The remains of the suspected bomber were found with grenades still attached to his legs, Federal Security Service chief Nikolai Patrushev said. Three women also were involved in the attack — two jumped from the train just before the blast, and one was gravely injured and unlikely to survive, he said.

Authorities suspect other accomplices may have been watching from cars near the site of the blast, which threw passengers from the train and sent its second car crashing onto its side, trapping victims beneath the buckled wreckage.

The explosion tore through the train around 8 a.m., a rush-hour attack that seemed calculated to kill and injure as many people as possible. The train was about 500 yards from the station at Yessentuki, 750 miles south of Moscow, and officials said many passengers were students from local schools and universities.

Rescue workers pulled bodies from the twisted debris hours after the explosion. Lt. Col. Andrei Somishechenko of the Emergency Situations Ministry said 42 persons were killed, and nearly 200 injured.

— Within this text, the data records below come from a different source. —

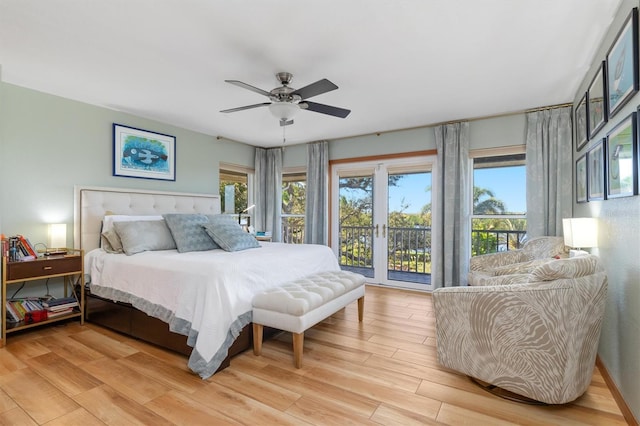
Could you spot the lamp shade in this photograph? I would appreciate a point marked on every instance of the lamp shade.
(284, 110)
(580, 232)
(57, 235)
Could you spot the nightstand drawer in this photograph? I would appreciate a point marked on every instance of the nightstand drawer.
(45, 267)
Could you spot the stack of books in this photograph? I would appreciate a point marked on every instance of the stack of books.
(59, 307)
(18, 308)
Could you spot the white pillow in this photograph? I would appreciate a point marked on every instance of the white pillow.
(108, 220)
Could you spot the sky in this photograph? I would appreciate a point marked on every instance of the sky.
(507, 184)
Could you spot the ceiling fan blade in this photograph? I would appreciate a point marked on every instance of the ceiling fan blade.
(324, 109)
(249, 87)
(246, 107)
(315, 89)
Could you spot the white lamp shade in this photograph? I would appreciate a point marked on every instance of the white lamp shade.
(57, 235)
(284, 110)
(580, 232)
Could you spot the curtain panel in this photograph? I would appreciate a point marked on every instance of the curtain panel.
(549, 171)
(317, 205)
(268, 191)
(451, 237)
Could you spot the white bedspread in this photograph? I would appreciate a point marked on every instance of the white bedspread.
(204, 295)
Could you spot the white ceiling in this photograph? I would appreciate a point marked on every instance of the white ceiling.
(398, 63)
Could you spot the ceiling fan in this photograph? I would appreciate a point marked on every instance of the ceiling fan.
(287, 101)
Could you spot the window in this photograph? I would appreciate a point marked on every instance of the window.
(499, 203)
(236, 191)
(294, 187)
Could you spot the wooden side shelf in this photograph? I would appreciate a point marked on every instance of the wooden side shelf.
(70, 267)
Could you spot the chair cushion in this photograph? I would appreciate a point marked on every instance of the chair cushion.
(573, 267)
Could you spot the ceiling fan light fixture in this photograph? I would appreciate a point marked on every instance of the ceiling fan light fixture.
(284, 110)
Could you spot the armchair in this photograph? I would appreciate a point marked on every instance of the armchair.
(533, 253)
(537, 338)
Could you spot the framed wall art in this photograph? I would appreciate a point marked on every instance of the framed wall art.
(622, 65)
(581, 123)
(143, 154)
(595, 172)
(622, 166)
(597, 102)
(581, 179)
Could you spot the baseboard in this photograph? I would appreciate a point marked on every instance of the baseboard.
(617, 396)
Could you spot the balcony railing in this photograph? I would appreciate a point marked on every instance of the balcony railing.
(409, 249)
(490, 241)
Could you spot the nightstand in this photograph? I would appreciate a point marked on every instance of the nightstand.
(70, 267)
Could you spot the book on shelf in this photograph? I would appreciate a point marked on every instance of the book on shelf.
(60, 301)
(55, 314)
(12, 314)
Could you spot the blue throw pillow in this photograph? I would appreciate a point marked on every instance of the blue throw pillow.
(228, 234)
(188, 233)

The Federal Security Service said that unexploded grenades and remnants of a bag believed to have held the bomb also were found. The bomb was filled with shrapnel, prosecutors told the Russian news media.

Southern Russia’s chief prosecutor, Sergei Fridinsky, said the explosives were similar to those found in belts worn by suicide bombers in some earlier attacks, most of which were blamed on Chechen rebels.

“We will find those who did it,” said Interior Minister Boris Gryzlov, calling the attackers “beasts” as his voice trembled in televised comments. “The earth will burn under their feet.”

President Vladimir Putin called the attack “an attempt to destabilize the situation in the country on the eve of parliamentary elections” tomorrow.

Mr. Putin equated the blast with the “international terrorism” that he said “has challenged many countries and continues to represent a serious threat for our country.”

“It is a ruthless, serious, treacherous enemy,” he said. Without identifying those he believed responsible, he said he was “sure they won’t succeed.”

Representatives of Aslan Maskhadov, a rebel leader and former Chechen president who considers himself the rightful leader of Chechnya, denied responsibility for the explosion in a statement distributed to the news media.

“We … condemn any acts of violence that directly or indirectly target the civilian population anywhere in the world,” the statement said.

The attack was the second on a railway line in the tense region that surrounds Chechnya.

A suicide truck-bomb attack last December destroyed the headquarters of Chechnya’s Moscow-backed government and killed 72 persons, and another killed 60 at a government compound in the region in May. Later that month, a woman blew herself up at a religious ceremony, killing at least 18 persons.

In June, a female suicide attacker detonated a bomb near a bus carrying soldiers and civilians to a military airfield in Mozdok, a major staging point for Russian troops in Chechnya, killing at least 16 persons. A truck bomb in August, also in Mozdok, killed 50 persons at a military hospital.

In Moscow, a double suicide bombing at a rock concert in July killed the female attackers and 15 other persons.

Russian forces have been bogged down in Chechnya since 1999, when they returned after a series of deadly bombings that Moscow blamed on the militants. Russian troops had withdrawn from Chechnya in 1996 after a 20-month war that ended in de facto independence for the devastated region.